Silver, after being in sick call every day, missing important days of training he would need once he would be overseas, and being pumped full of the military’s “cure all,” Motrin, also known as Ibuprofen, decided that he would need to re-evaluate his future as a career military man.

He would be given an honorable medical discharge from the Army, officially ending what he thought was going to be a career serving his country.

Silver (first on the top right) stands with his platoon following bootcamp at Fort Jackson, July 25, 1989.

Life after Service

After what had been a devastating blow to him, Silver said he had to move back home with his mother and step-father, and bounced around from job to job.

Eventually he met his wife, Gail, and they wanted to start a family together. But another obstacle would appear in Silver’s life, and he would once again need to find a way around it.

“We had trouble having kids,” said Silver. “We were trying for a long time, and we had a couple miscarriages. So we needed to look at other options available through modern medicine to start our family.”

Often working 18 hours a day, five to six days a week in order to afford the medical procedure, Silver says he didn’t regret it for one second. And for one of the first times in a long while, he and his wife would get a surprise that wouldn’t create more heartache or be detrimental to their plans in life.

“We found out we were having twins,” said Silver, who added that after a few months of pregnancy his wife went unexpectedly into labor. “They were both born premature … they were both so small I could hold each one in either one of my hands.”

From the looking glass of the neonatal intensive care unit, Silver was filled with worry and concern for his children’s lives, two tiny people he didn’t even know yet but had already invested so much in. And as he looked on, he watched his two daughters grow, literally.

“We watched their eyebrows and eyelashes grow. Their little fingernails on the fingers, I could watch those grow,” said Silver. “I sometimes joke with my daughters that they were born in a petri dish.”

Sam Silver of Hart Real Estate, right, presents a check for $2,668 dollars from Homes for Heros to U.S. Army veteran Andrew Villegas, forth from left, and his family as well as handing over the keys to the four bedroom home Villegas purchased in Canyon Country on Friday.

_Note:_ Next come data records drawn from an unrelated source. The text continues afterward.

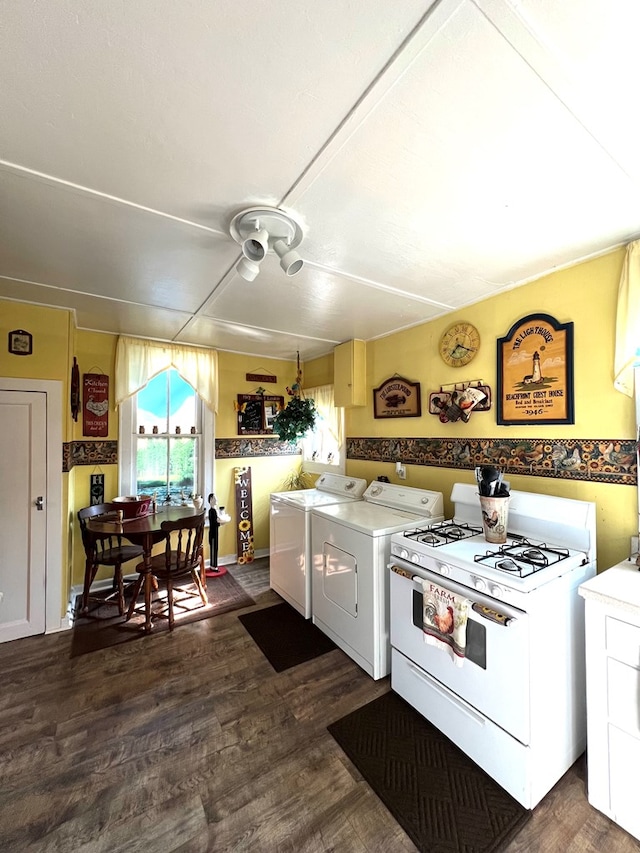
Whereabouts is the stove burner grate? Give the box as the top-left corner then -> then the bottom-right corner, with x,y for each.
473,536 -> 569,577
404,521 -> 482,546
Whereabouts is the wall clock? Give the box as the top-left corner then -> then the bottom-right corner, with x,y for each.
440,322 -> 480,367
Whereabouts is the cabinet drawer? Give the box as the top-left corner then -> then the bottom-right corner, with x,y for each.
607,658 -> 640,737
605,616 -> 640,666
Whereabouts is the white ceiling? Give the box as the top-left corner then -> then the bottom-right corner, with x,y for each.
0,0 -> 640,361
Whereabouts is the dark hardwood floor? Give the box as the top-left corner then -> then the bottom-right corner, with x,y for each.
0,561 -> 640,853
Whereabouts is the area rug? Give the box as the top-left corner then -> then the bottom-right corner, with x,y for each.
327,692 -> 531,853
71,572 -> 255,657
238,602 -> 337,672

Robert Carrubba, loan officer for Movement Mortgage, center, looks on. Dan Watson/The Signal

Homes for Heroes

He has been in sales for much of the time following his discharge from the military, and he saw an opening for himself in becoming a licensed Realtor.

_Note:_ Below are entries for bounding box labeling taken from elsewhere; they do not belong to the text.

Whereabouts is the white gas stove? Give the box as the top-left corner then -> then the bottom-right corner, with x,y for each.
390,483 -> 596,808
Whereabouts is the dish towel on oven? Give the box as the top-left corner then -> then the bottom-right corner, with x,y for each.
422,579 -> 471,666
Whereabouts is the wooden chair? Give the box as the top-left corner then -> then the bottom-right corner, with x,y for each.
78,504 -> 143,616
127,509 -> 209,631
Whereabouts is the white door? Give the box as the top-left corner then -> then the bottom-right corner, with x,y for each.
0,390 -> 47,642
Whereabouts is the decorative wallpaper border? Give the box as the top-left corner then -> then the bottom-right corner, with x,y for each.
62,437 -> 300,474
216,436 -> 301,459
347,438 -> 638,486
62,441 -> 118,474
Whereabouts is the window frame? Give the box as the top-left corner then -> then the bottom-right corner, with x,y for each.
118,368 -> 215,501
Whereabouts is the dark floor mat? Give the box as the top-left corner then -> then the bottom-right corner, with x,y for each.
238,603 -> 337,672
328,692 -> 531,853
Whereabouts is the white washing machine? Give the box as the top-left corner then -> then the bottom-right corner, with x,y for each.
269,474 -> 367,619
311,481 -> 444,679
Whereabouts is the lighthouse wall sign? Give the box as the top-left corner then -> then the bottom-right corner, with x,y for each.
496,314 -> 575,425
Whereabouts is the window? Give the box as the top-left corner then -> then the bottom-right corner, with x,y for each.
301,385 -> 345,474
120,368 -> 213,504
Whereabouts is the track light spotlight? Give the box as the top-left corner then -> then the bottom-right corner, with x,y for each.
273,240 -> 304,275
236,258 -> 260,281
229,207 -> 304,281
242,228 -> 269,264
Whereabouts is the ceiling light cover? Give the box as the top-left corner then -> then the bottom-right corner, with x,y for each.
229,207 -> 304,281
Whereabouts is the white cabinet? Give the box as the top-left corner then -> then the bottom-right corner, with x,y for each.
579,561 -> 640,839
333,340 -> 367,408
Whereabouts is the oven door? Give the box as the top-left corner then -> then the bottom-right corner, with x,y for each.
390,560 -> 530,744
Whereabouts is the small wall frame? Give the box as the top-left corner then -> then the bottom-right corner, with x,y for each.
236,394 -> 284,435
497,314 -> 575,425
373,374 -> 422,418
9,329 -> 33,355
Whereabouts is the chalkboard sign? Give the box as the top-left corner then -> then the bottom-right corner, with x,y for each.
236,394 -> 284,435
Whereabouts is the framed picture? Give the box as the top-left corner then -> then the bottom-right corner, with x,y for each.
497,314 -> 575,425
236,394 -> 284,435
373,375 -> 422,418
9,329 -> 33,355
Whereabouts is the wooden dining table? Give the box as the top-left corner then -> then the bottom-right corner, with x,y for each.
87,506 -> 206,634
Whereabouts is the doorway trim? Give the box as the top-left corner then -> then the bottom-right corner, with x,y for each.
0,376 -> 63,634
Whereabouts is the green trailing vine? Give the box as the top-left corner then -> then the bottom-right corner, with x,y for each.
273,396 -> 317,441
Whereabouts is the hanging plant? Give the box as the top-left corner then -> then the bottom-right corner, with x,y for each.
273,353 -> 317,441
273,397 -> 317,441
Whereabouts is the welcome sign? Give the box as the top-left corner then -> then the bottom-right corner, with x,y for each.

Looking back on his military service, how the nurses had handled his two daughters in the NICU and his wife had come home every day over the last two decades working as a nurse, Sam said he felt a calling to give back to his community once again.

Also feeling called to tap back into the camaraderie he had felt as a soldier in the military, Silver sought out the organization Homes for Heroes. As a Realtor he had always felt especially indebted to his “brothers and sisters in the military,” and now, through Homes for Heroes, he takes that one step further.

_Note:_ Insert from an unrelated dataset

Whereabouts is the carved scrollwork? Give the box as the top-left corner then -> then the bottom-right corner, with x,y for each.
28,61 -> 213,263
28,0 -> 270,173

“I basically help them get discounts when they’re buying a home,” said Silver. “And being a part of Homes for Heroes means a part of ‘my take’ on the homes is then donated back to the organization, who then turns around and gives the money to help other heroes.”

According to Silver, heroes come in all shapes and sizes and can be anyone from former members of the military (active, reserve and veterans), to first responders, to even health care professionals and teachers.

“While a part of it is marketing, it’s a truthfully a passion,” said Silver. “If you look at the back of my business card you’ll see all the heroes I’ve given back to. And that’s what it’s all really about. I was looking for something and it came from nowhere. It was meant to be.”